About this time of year, there is often a change in the farm atmosphere. The relative inactivity of late summer gives way to serious preparation for harvest, and the size of that harvest is frequently on our minds – like constantly. Early hints of what is in our fields are the hottest gossip items whenever farmers gather.
During my career, and especially the last few years, official estimates of the products of this growing season have been viewed with increasing skepticism. Some doubts are based on the age of traditional methodology, some on suspicions of deliberate tampering and some on theories of interference from outside factors.
One idea that has gained traction is that surveys may not be as accurate as current technology – especially satellite imagery. This could be true, especially since the number of satellites has ballooned as the price to put them in orbit has plunged.
The technology packed in those satellites has improved vastly as well. Satellite maneuverability now makes it possible for real-time stationary overhead observation with everything from sophisticated radar to multiple light wavelengths to astonishing optics.
One popular idea with farmers is sophisticated technology could create better, more frequent crop estimates than in-field surveys like USDA surveys or even our Pro Farmer Crop Tour. Maybe so. Technology also seems to offer less human intervention to counter growing distrust of official institutions of all kinds in the United States.
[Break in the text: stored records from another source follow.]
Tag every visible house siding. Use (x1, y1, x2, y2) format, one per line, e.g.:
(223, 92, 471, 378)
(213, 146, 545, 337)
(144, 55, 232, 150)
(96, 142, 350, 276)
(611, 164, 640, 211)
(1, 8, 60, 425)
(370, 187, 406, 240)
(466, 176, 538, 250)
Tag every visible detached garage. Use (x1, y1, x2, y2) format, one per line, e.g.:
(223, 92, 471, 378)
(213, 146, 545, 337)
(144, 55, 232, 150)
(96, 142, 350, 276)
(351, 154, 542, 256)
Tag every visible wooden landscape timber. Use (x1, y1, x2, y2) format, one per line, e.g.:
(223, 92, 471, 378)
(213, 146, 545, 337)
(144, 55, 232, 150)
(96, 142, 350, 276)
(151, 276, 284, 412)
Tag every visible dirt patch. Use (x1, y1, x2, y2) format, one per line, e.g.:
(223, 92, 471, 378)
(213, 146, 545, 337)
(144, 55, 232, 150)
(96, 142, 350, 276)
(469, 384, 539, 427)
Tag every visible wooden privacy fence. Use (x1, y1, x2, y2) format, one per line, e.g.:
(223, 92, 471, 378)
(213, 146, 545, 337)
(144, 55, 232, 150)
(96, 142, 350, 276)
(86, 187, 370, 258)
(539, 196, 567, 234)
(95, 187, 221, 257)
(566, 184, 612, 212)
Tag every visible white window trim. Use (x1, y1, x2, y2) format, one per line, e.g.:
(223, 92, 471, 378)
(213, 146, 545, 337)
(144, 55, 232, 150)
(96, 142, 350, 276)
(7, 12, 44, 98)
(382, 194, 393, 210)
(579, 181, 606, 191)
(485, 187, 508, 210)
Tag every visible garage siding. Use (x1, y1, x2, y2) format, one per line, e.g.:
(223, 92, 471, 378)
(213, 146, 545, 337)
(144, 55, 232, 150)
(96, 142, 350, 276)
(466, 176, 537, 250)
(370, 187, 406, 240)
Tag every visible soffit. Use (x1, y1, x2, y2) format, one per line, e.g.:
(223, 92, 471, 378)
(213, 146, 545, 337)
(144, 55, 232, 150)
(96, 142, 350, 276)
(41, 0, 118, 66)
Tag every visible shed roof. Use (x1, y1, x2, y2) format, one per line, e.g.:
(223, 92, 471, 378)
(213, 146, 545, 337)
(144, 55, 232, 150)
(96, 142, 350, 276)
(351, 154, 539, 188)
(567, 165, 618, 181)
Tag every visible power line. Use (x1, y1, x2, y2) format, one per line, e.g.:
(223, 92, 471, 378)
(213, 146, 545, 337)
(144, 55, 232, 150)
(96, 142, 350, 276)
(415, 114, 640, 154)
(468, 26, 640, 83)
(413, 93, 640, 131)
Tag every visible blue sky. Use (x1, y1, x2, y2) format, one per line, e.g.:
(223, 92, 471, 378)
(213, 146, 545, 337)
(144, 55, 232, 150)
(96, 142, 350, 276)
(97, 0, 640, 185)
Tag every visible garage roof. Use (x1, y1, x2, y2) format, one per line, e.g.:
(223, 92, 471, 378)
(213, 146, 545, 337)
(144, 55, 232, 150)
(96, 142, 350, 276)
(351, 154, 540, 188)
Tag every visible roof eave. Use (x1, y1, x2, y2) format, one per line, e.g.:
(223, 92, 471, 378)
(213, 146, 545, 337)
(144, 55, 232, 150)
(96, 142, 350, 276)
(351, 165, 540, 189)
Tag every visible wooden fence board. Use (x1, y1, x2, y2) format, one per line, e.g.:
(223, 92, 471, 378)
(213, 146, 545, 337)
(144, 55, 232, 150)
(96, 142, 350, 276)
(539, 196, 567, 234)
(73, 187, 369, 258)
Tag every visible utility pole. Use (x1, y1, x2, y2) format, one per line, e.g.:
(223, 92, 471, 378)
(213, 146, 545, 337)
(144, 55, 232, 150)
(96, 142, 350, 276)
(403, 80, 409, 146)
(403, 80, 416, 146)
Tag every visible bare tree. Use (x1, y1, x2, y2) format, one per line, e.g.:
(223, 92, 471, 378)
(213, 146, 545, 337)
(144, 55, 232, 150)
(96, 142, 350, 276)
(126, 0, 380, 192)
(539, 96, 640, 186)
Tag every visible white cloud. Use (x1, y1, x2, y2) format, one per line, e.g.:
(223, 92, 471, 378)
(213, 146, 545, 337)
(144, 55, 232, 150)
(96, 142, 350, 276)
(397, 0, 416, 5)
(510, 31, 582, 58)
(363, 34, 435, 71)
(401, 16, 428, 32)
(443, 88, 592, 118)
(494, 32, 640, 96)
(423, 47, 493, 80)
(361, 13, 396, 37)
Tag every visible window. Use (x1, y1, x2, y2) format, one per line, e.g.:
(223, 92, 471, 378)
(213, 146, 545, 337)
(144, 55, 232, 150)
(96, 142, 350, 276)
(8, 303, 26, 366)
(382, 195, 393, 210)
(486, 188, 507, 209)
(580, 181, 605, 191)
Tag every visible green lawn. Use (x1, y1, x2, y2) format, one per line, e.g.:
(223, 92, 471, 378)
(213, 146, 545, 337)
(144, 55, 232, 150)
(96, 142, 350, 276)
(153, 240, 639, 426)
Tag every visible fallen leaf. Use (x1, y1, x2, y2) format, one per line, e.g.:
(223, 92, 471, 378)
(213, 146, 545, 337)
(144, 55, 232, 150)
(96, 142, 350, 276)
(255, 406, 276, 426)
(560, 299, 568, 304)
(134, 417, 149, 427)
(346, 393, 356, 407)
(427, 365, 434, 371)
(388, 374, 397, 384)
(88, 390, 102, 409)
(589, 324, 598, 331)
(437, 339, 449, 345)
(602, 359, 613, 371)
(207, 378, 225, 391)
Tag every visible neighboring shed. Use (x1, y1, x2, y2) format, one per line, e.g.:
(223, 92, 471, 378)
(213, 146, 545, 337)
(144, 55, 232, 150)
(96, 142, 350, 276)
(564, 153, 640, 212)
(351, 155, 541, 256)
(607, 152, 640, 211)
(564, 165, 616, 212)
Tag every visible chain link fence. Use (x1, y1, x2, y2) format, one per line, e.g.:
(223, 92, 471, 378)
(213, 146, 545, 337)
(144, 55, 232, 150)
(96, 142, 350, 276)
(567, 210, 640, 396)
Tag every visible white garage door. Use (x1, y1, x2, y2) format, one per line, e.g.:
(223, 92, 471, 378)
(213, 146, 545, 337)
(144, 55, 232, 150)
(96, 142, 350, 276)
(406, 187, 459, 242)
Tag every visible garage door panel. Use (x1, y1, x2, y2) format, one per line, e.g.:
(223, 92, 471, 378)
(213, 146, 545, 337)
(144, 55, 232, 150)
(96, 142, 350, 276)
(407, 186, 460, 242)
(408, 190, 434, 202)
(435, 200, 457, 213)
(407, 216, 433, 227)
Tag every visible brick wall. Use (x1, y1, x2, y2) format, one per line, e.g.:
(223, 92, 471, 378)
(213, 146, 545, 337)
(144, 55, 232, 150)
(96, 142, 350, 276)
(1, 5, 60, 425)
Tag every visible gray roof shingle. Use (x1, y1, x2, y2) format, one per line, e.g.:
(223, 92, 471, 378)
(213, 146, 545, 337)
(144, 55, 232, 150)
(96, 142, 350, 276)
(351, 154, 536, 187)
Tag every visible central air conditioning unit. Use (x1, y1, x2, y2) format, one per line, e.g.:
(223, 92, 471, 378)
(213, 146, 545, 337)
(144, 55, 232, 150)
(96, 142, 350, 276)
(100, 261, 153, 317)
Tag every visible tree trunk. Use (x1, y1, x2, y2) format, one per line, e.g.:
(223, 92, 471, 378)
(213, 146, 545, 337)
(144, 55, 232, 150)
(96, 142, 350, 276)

For crop reports, the USDA struggles with public misunderstanding about the need identical methods to generate data comparable to the past. Much of agriculture also operates in years, not quarters or months. While the agency is cautiously introducing alternate technology, it could be a long time before that’s how crop production reports are routinely generated. Not only do you need several years of side-by-side reporting to assure the new technology actually is an improvement, the same big problem remains: how do you know the right answer?
There is no substitute for an annual calculation of grain sold and bought, and stuff stored on the same date each year – the famed January 31 report. Right now, the least statistically reliable number for this definitive report is farmer-held stocks.
Better crop reports will need first more farmers sending their most accurate numbers, not just different politics or hardware.
(John Phipps’ commentary from 8/26/23 U.S. Farm Report episode)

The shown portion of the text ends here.